Markets started reducing projections for US central bank interest rate cuts, with most anticipating one cut in 2025, near the end of the year.

However, Bishop noted that the US tariff fears, while still present, are more muted now, with markets understanding that Trump is using the threat of tariffs for posturing over policy.

“The pullback on the application of 25% tariffs on Mexico and Canada, reduced concerns around the effects on US inflation, aiding market expectations on further US interest rate cuts in the current cycle,” she said.

This has caused a reversal for interest rate expectations and the US dollar, which has strengthened as a result.

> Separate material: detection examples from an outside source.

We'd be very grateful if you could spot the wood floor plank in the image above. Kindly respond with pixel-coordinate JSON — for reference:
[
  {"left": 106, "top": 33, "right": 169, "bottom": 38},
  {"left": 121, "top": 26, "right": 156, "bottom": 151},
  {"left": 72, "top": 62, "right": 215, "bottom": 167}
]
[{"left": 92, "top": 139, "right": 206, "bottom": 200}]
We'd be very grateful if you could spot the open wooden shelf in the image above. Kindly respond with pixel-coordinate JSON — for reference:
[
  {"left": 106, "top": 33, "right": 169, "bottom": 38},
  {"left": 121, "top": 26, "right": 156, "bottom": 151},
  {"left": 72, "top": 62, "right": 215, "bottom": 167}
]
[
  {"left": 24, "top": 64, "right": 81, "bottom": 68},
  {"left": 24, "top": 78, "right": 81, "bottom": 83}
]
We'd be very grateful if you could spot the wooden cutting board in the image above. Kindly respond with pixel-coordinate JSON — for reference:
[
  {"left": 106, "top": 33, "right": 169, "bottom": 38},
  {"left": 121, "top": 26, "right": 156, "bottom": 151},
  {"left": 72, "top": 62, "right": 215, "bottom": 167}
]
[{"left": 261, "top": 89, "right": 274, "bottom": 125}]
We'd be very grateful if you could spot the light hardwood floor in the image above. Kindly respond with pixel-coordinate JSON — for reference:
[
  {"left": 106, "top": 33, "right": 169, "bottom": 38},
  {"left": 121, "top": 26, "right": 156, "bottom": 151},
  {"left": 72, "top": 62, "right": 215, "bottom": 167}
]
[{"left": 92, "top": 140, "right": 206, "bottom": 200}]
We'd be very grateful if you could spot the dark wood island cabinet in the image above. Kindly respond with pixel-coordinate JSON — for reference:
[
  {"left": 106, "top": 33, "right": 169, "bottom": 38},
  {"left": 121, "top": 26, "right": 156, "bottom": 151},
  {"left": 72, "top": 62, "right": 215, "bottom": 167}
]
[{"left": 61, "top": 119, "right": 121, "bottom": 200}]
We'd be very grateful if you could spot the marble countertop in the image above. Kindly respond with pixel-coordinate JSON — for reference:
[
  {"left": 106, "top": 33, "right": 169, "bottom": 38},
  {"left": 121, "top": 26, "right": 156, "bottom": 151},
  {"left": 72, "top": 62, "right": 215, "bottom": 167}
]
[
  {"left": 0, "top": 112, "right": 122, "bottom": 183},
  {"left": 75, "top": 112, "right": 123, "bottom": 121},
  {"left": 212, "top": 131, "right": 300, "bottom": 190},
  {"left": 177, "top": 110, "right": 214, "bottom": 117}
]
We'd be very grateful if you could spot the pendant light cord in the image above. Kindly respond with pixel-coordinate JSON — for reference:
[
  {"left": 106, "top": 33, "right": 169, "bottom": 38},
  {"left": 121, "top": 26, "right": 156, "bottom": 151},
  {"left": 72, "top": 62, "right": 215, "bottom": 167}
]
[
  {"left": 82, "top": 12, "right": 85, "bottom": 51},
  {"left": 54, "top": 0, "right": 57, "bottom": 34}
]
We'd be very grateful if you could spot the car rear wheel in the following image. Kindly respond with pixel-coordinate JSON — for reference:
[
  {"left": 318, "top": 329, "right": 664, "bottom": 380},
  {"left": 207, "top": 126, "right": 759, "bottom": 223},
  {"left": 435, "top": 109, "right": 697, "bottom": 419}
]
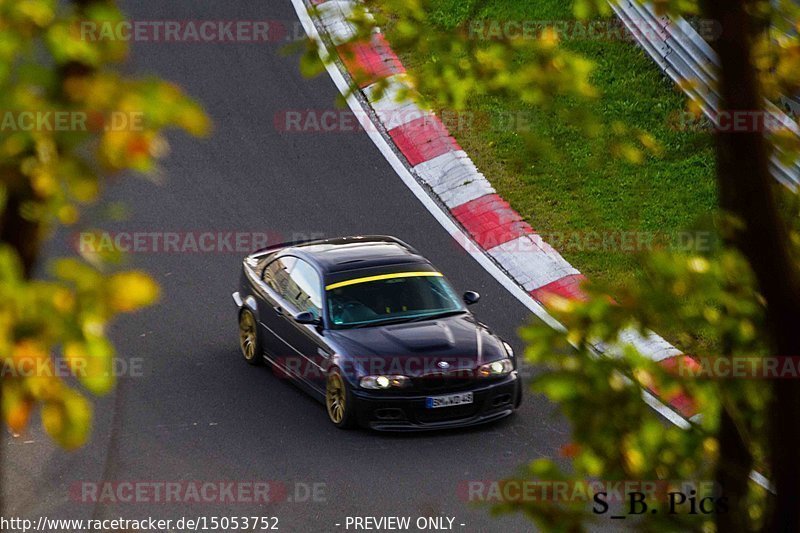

Markets are now anticipating three interest rate cuts for the US this year, and coming much sooner than previously expected.

This weakened the US dollar recently and supported the rand to levels last seen in November 2024, before the outcome of the US election.

“Indeed, the US dollar has dropped substantially this month, back to November levels, as the US also sees a milder tariff environment than initially feared, using tariffs to reinforce its foreign policy agenda, but with cognisance of economic effects,” Bishop said.

While this reversal in the markets has had a substantial effect on currencies, Bishop said that it also comes with some negative sentiment on the rise.

This is because the US is still engaging in a trade war and drawing several retaliations from partner countries—most notably Canada and Mexico—and there are deflation pressures emerging from China, with weak spending and low consumer confidence.

Bishop noted further that there are growing concerns about increased militarisation in the EU, which is now considering a nuclear arsenal and strengthening ties with allies after the US has begun withdrawing military support for Ukraine—while allies of Russia are also boosting arsenals and rhetoric.

Ultimately, the economist said that the rand is on course to average near R18.40/USD this quarter, warning that volatility remains the name of the game.

She said that the rand will continue to move in either direction quite rapidly thanks to the prevailing uncertainty in the wider global market, driven by the unpredictability of the United States.